Je ne fais pas de pari sur l’avenir, je ne signe pas de contrat de durée, j’ai choisi la catégorie livres mais je m’autoriserai des écarts, jardins de feuilles et de pages, de fleurs et de perles, mais parmi toutes choses sincères il y a celle-ci : à vous diaristes qui depuis 8 ans êtes ma petite bulle d'air, merci ... et bienvenue !
L’œil de Caine, c’est le nom d’une émission de télé-réalité proposée par Hazel Caine. 10 candidats sont embarqués pour vivre une semaine en commun, ils cachent chacun un secret. Saurez-vous le deviner ? Mais avant même le début de l’émission l’autocar qui les transporte est victime d’une attaque armée et prend feu. Survivants mais choqués, nos 10 candidats vont voir leur « Loft Story » se transformer en « Lost / Survivor », à la merci d’un dangereux psychopathe qui va les éliminer les uns après les autres, de façon violente et de plus en plus atroce. Ce roman a tout du best-seller américain, thriller aux rouages bien huilés, références cinématographiques du genre, on imagine d’ailleurs bien un réalisateur s’emparer bientôt des droits, et pourtant, l’auteur est tout ce qu’il y a de plus français. C’est une habitude chez Albin Michel, cf. Maxime Chattam, par exemple. Bref, ça fonctionne, malgré un démarrage un peu lent.

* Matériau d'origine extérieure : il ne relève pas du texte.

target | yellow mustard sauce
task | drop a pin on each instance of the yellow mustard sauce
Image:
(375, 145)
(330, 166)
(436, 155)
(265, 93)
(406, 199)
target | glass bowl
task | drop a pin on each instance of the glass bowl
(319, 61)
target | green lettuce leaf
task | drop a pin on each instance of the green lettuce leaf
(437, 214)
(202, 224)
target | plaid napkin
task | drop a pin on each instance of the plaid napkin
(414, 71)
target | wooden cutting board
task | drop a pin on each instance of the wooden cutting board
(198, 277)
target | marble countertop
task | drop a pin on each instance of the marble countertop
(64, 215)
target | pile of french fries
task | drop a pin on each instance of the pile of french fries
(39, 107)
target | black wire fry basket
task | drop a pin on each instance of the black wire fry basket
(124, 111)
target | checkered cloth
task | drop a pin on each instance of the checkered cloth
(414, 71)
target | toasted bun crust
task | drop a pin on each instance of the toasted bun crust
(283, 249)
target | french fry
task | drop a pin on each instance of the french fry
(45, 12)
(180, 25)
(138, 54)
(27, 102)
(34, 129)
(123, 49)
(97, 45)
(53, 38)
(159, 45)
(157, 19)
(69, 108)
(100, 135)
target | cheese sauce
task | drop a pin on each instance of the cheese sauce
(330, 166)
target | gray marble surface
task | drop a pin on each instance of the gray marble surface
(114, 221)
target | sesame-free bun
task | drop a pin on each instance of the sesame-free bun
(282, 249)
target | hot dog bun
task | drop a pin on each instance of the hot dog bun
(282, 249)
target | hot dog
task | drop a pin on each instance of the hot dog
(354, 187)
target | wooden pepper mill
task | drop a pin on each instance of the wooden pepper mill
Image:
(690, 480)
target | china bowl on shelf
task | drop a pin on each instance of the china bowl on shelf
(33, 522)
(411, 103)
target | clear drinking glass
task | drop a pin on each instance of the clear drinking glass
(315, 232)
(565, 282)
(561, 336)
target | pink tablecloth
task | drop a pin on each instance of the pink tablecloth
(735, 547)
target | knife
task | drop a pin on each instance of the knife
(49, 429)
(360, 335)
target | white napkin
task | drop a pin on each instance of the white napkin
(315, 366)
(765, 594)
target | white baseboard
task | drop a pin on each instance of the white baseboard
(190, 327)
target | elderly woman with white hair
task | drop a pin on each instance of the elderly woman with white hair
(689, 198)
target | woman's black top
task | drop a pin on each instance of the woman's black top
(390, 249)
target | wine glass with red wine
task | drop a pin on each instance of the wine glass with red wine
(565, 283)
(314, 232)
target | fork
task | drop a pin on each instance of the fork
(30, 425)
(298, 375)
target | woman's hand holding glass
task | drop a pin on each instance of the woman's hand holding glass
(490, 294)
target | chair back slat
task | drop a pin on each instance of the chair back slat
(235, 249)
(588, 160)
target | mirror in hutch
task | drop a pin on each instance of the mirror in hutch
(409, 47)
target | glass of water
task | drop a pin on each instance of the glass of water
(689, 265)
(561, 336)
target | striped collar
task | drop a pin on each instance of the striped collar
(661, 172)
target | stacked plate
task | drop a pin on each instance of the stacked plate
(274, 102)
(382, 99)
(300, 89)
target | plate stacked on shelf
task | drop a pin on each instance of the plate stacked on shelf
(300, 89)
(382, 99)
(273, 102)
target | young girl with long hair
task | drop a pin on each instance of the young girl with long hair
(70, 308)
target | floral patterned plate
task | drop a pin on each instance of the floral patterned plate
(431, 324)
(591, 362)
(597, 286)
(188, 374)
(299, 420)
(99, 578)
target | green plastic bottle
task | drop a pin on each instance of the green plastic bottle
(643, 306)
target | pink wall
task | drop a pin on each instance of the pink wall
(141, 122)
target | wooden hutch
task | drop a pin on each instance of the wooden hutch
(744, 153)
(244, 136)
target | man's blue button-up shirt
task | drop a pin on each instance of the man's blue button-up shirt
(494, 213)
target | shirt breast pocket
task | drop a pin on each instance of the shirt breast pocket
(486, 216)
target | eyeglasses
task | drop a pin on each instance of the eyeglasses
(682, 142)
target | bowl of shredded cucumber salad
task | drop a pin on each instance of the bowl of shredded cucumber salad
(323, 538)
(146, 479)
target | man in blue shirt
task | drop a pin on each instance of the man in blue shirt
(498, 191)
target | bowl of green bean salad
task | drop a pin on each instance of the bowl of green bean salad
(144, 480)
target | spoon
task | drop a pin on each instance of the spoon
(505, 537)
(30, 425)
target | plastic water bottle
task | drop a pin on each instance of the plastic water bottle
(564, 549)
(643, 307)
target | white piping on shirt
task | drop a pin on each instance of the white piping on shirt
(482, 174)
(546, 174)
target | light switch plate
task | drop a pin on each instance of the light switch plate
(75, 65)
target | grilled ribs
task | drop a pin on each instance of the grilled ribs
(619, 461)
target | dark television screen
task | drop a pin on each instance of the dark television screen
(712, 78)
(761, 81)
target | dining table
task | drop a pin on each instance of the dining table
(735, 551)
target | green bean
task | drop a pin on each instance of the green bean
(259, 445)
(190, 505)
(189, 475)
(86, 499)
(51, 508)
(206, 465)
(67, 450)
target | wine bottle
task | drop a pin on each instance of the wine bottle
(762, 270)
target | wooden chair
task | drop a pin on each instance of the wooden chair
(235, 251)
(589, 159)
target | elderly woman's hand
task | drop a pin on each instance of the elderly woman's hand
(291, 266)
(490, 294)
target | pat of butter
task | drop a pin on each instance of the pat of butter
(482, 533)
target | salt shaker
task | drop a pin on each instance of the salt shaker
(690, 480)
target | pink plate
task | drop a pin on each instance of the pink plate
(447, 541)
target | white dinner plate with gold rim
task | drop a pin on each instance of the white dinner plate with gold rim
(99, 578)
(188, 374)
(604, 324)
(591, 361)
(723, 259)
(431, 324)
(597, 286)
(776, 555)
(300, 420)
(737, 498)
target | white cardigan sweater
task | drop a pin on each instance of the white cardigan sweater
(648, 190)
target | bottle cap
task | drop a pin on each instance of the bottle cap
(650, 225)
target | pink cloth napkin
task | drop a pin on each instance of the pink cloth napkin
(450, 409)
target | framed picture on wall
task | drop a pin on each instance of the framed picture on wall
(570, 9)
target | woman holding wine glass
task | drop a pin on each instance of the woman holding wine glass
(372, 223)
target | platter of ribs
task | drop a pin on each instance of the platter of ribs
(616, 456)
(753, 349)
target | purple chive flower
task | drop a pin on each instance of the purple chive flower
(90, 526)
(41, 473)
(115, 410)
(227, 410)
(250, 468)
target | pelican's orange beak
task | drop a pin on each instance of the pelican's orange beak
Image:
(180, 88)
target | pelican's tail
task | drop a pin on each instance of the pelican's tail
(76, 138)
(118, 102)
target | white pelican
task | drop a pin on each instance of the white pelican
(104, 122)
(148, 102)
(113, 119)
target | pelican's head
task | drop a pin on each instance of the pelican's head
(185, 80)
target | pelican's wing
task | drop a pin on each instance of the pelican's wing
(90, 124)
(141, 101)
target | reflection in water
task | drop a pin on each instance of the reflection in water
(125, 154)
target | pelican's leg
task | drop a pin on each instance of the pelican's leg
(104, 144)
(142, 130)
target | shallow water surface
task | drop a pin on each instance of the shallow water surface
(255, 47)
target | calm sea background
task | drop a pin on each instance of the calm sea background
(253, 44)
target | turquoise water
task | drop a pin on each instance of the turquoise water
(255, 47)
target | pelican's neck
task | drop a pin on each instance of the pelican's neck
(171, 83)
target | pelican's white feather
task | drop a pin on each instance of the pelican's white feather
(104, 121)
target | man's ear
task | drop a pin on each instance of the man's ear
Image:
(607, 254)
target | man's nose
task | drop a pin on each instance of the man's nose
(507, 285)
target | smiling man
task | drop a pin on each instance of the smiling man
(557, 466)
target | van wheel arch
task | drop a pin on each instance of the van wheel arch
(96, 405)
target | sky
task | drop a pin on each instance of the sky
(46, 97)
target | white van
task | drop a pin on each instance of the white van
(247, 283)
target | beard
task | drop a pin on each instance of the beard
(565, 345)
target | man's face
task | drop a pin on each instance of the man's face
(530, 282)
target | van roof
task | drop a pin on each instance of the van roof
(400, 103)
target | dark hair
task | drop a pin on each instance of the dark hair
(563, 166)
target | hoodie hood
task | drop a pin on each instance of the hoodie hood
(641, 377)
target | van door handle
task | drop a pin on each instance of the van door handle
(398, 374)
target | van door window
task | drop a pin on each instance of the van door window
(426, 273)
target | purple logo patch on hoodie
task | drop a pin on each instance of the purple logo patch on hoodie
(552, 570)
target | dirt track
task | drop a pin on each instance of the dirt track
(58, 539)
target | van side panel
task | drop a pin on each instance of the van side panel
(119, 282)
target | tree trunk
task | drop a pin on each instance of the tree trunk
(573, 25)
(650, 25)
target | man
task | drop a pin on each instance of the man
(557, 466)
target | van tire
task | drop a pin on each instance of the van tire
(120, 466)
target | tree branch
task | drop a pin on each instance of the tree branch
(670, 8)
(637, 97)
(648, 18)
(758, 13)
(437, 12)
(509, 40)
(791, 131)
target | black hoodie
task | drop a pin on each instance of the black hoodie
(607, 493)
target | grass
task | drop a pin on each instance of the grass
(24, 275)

Ce roman m’a été conseillé par une bénévole à la bibliothèque : « tu verras, c’est excellent, on ne peut plus s’arrêter, c’est très bien construit, etc. Mais surtout, ne va pas lire les dernières pages avant la fin, sinon tu perds toute la surprise. » Je n’ai pas cette habitude, je ne vais jamais lire les dernières pages avant la fin. Mais cette mise en garde m’a mis la puce à l’oreille, si bien que j’ai compris l’astuce du roman très vite, dès les 150 premières pages, donc évidemment, ça perd tout intérêt, j’avais trouvé le ressort. Du moins m’en doutais. Et mon doute s’est confirmé à la lecture des dernières pages. (Je vous laisse le suspense). En fait je regrette un peu d’avoir passé quelques heures à lire ce livre. Voilà un pur produit commercial, qui surfe sur une vague à la mode, mêlant tous les ingrédients déjà bien éprouvés du genre, bref, ça s’appelle un best-seller, et ça se vend. C’est la seule chose sans doute qu’on peut en attendre : de l’argent…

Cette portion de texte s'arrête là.